341008
341008

Reputation: 10242

Encapsulating an external data source in a repository pattern

I am creating the high level design for a new service. The complexity of the service warrants using DDD (I think). So I did the conventional thing and created domain services, aggregates, repositories, etc. My repositories encapsulate the data source. So a query can look for an object in the cache, failing that look in the db, failing that make a REST call to an external service to fetch the required information. This is fairly standard. Now the argument put forward by my colleagues is that abstracting the data source this way is dangerous because the developer using the repository will not be aware of the time required to execute the api and consequently not be able to calculate the execution time for any apis he writes above it. May be he would want to set up his component's behaviour differently if he knew that his call would result in a REST call. They are suggesting I move the REST call outside of the repository and maybe even the caching strategy along with it. I can see their point but the whole idea behind the repository pattern is precisely to hide this kind of information and not have each component deal with caching strategies and data access. My question is, is there a pattern or model which addresses this concern?

Upvotes: 1

Views: 3173

Answers (3)

guillaume31
guillaume31

Reputation: 14080

I think it all depends where you think the fetching/fallback strategy belongs, in the Service layer or in the Infrastructure layer (latter sounds more legit to me).

It could also be a mix of the two -- the Service is passed an ordered series of Repositories to use one after the other in case of failure. Construction of the series of Repos could be placed in the Infrastructure layer or somewhere else. Fallback logic in one place, fallback configuration in another.

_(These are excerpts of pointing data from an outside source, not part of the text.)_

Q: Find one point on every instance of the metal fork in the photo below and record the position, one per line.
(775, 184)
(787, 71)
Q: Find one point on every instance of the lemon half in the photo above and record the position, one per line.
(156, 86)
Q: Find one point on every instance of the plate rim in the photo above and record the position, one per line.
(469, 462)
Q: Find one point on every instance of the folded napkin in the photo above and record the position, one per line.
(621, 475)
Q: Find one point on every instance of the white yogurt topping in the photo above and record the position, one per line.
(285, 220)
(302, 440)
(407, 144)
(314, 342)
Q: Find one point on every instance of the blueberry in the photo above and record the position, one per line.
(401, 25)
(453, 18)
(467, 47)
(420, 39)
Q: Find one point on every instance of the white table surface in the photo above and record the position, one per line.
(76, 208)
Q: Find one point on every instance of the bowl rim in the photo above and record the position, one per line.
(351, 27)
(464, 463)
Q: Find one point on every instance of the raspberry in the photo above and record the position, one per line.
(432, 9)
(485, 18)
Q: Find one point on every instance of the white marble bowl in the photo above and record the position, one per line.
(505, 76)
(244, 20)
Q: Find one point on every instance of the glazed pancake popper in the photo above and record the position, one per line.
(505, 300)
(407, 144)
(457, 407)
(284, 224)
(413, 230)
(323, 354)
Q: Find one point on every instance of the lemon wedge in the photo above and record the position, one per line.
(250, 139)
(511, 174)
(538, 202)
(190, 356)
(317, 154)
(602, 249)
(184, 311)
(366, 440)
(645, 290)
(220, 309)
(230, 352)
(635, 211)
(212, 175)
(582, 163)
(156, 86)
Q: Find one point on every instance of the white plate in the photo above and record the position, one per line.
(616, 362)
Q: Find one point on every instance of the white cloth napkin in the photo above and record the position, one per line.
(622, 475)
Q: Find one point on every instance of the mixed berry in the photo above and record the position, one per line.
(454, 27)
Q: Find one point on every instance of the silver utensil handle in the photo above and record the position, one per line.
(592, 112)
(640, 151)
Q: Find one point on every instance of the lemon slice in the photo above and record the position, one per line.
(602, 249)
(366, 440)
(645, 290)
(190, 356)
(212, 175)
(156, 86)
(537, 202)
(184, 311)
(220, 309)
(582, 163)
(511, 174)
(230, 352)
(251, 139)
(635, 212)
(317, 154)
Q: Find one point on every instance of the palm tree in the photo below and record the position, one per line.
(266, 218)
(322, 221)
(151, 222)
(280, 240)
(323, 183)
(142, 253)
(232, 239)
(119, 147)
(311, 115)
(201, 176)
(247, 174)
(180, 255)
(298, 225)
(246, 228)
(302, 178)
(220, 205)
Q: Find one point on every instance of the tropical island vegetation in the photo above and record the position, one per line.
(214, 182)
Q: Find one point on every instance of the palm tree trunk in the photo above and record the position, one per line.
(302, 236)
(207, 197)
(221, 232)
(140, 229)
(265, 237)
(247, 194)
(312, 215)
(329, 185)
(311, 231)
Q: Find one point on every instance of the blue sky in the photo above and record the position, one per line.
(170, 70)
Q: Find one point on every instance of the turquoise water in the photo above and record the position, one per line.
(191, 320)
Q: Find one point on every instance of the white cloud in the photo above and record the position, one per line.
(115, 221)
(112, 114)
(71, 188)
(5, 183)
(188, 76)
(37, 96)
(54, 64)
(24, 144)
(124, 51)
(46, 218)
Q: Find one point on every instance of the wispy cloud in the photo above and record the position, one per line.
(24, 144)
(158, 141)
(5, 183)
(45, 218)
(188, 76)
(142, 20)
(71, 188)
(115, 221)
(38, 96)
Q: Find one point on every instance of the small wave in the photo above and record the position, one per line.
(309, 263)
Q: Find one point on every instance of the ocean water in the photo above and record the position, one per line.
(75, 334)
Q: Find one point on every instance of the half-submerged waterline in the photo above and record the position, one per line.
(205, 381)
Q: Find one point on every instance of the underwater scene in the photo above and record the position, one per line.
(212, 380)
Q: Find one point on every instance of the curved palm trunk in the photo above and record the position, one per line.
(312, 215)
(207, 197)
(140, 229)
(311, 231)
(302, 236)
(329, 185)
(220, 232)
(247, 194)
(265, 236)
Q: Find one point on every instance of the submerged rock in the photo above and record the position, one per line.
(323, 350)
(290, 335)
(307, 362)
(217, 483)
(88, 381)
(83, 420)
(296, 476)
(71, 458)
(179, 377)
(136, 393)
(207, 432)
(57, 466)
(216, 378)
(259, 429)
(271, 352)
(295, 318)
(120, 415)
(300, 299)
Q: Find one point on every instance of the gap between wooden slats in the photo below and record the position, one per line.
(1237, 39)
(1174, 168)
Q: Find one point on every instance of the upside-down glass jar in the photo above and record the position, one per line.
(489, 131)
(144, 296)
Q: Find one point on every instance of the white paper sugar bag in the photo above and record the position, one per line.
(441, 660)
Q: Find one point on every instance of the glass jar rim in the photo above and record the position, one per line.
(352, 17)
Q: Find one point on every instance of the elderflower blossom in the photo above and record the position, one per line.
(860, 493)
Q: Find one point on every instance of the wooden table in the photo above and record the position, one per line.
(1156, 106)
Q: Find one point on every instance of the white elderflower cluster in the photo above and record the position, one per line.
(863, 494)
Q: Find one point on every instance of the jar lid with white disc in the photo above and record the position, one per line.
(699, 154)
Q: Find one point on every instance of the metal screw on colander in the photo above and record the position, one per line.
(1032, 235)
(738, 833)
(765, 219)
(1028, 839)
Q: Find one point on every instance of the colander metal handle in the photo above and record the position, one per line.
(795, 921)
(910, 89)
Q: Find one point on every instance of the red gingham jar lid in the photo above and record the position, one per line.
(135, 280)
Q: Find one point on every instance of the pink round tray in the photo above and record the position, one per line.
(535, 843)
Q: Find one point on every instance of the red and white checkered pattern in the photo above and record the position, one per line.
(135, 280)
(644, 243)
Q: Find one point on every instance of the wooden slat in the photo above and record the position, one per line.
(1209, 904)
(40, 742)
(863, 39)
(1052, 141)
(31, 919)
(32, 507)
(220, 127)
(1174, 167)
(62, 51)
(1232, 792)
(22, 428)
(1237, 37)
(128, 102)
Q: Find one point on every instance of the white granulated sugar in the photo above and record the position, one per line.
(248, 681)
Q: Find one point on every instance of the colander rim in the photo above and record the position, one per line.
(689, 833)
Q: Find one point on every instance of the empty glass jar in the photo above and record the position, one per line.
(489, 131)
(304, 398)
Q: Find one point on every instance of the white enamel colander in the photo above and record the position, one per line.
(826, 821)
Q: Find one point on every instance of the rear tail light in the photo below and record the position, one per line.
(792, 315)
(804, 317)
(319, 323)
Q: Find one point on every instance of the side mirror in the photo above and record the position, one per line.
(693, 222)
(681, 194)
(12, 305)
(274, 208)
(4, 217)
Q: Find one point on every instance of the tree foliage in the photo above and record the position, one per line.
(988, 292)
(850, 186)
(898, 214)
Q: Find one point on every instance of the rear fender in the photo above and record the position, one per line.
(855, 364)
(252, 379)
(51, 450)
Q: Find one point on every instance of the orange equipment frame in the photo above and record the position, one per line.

As a side note, asynchrony seems like a good way to signal the users that something is potentially slow and would be blocking if you waited for it. Better than hiding everything behind a vanilla, inconspicuous Repository name and better than adding some big threatening "this could be slow" prefix to your type, IMO.

Upvotes: 0

MikeSW
MikeSW

Reputation: 16378

They are suggesting I move the REST call outside of the repository

Then you won't have a repository. The repository means we don't know persistence details, not that we don't know there is persistence. Every time we're using a repository, regardless of its implementation (from a in memory list to a REST call) we expect 'slowness' because it's common knowledge that persistence usually is the bottleneck.

Someone who will use a certain repository implementation (like REST based) will know it will deal with latency and transient errors. A service having just a IRepository dependency still knows it deals with persistence.

About caching strategies, you can have some service level (more generic) caching and repository level (persistence specific) caching. These probably should be implementation details.

Now the argument put forward by my colleagues is that abstracting the data source this way is dangerous because the developer using the repository will not be aware of the time required to execute the api and consequently not be able to calculate the execution time for any apis he writes above it. May be he would want to set up his component's behaviour differently if he knew that his call would result in a REST call.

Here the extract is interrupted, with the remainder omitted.